2

vary simple c code:

#include <stdio.h>

int main() {
    int arr[] = {1, 2, 3, 4, 5};
    int *ptr = arr;
    printf("%d, %d\n", *ptr, *(++ptr));

    return 0;
}

compiled with gcc 4.8.2, result:

2, 2

compiled with clang 3.4, result:

1, 2

why does this happen?

helsinki
  • 743
  • 7
  • 14

3 Answers3

7

The comma used when calling a function does not come with a sequence point.

Therefore, this code *ptr, *(++ptr) invokes undefined behavior, because it attempts to access ptr twice between sequence points, for other purposes than to determine what value to assign to ptr.

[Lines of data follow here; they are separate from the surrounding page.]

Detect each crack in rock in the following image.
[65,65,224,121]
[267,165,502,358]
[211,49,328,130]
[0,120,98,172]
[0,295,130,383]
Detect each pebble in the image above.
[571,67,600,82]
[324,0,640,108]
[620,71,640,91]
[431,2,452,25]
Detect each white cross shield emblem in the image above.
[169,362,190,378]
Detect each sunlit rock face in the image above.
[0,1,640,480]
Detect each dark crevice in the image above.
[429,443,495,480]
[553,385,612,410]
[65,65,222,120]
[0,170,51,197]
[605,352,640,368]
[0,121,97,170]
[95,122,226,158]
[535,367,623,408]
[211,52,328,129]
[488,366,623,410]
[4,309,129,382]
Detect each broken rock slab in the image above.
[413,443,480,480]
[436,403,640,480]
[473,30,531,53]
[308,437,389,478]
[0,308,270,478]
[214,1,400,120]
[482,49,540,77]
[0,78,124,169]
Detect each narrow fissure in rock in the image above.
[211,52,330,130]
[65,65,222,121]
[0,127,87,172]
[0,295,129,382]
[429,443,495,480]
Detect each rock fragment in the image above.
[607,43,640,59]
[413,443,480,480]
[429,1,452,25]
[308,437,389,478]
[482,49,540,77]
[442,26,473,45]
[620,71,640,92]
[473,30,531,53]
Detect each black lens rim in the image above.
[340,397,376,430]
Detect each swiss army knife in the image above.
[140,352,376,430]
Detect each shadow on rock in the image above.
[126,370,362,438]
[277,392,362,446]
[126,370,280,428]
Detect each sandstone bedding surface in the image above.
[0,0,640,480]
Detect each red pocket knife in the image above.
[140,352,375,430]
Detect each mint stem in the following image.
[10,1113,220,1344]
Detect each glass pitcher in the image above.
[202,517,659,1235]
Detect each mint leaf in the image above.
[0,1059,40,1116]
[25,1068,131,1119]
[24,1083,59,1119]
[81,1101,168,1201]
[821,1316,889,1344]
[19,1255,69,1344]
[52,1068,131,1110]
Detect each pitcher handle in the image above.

This is defined by C11 6.5/2, in the following gibberish text:

If a side effect on a scalar object is unsequenced relative to either a different side effect on the same scalar object or a value computation using the value of the same scalar object, the behavior is undefined. If there are multiple allowable orderings of the subexpressions of an expression, the behavior is undefined if such an unsequenced side effect occurs in any of the orderings.

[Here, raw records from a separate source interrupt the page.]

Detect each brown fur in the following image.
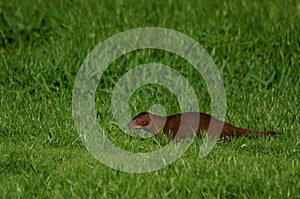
[128,112,278,139]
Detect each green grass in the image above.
[0,0,300,198]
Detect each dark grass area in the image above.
[0,0,300,198]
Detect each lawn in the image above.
[0,0,300,198]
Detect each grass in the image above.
[0,0,300,198]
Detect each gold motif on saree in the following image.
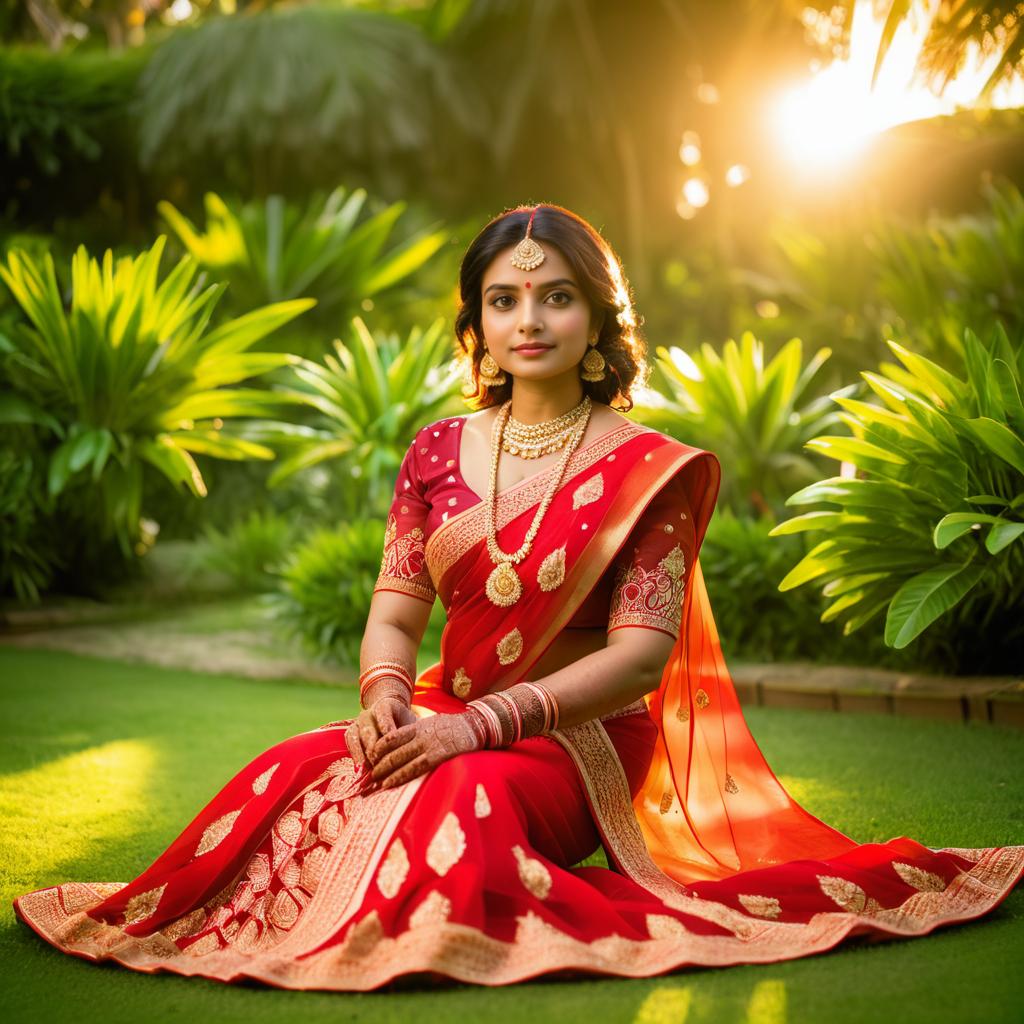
[374,512,436,601]
[608,544,686,636]
[253,761,281,797]
[817,874,867,913]
[473,782,490,818]
[512,846,551,899]
[344,910,384,959]
[537,545,565,593]
[274,811,302,846]
[160,907,206,942]
[193,809,242,857]
[572,473,604,512]
[266,889,302,932]
[299,846,327,893]
[452,667,473,700]
[483,562,522,608]
[736,894,782,921]
[893,860,946,893]
[427,811,466,878]
[246,853,270,893]
[125,884,167,925]
[185,932,220,956]
[646,913,686,939]
[495,627,522,665]
[377,839,409,899]
[409,889,452,928]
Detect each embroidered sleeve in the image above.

In our case, the side effect (changing ptr with ++ in *(++ptr)) is unsequenced in relation to the value computation of the same object (*ptr).

And since it is undefined behavior, anything can happen. Since your program does "something", it behaves as expected (or rather, as "unexpected").

In addition, the order of evaluation of function parameters is unspecified, so you cannot know whether the first or second parameter in the function call gets evaluated first. The order can differ not only between compilers, but between source code lines in the same program. The compiler can evaluate them in any order it likes and it does not need to document how.

Community
  • 1
  • 1
Lundin
  • 195,001
  • 40
  • 254
  • 396
  • +1 for calling the C standard 'gibberish text'. It's true. – mic_e Apr 01 '14 at 12:57
  • @mic_e That text was perfectly fine in C99: `"Between the previous and next sequence point an object shall have its stored value modified at most once by the evaluation of an expression. Furthermore, the prior value shall be read only to determine the value to be stored".` In C11 they rewrote it to the above, unreadable crap. – Lundin Apr 01 '14 at 13:00
1

Try this:

#include <stdio.h>

int main() {
  int arr[] = {1, 2, 3, 4, 5};
  int *ptr = arr;
  printf("%d, %d\n", ptr[0], ptr[1]);
  /* Or this
     printf("%d, %d\n", ptr[1], ptr[0]);
     whichever you meant
  */
  return 0;
}

There is order defined for the order of evaluation of function arguments, the compilers can choose whatever they like. I can do *(++ptr) first, followed by *ptr , which would result in argmuents 2, 2 being passed to printf, or the other way around, which results in 1, 2 being passed to printf.

Gábor Buella
  • 1,840
  • 14
  • 22
  • 3
    And clang actually has a warning `-Wunsequenced` which is part of `-Wall`. The zeroth mistake is developing without even basic warnings. – Benjamin Bannier Apr 01 '14 at 12:31
  • 1
    This doesn't fully answer the question, since the result does not only rely on the order of evaluation, but also invokes undefined behavior. – Lundin Apr 01 '14 at 12:47
1

The evaluation order in the printf line is unspecified, which alone is enough to allow both interpretations.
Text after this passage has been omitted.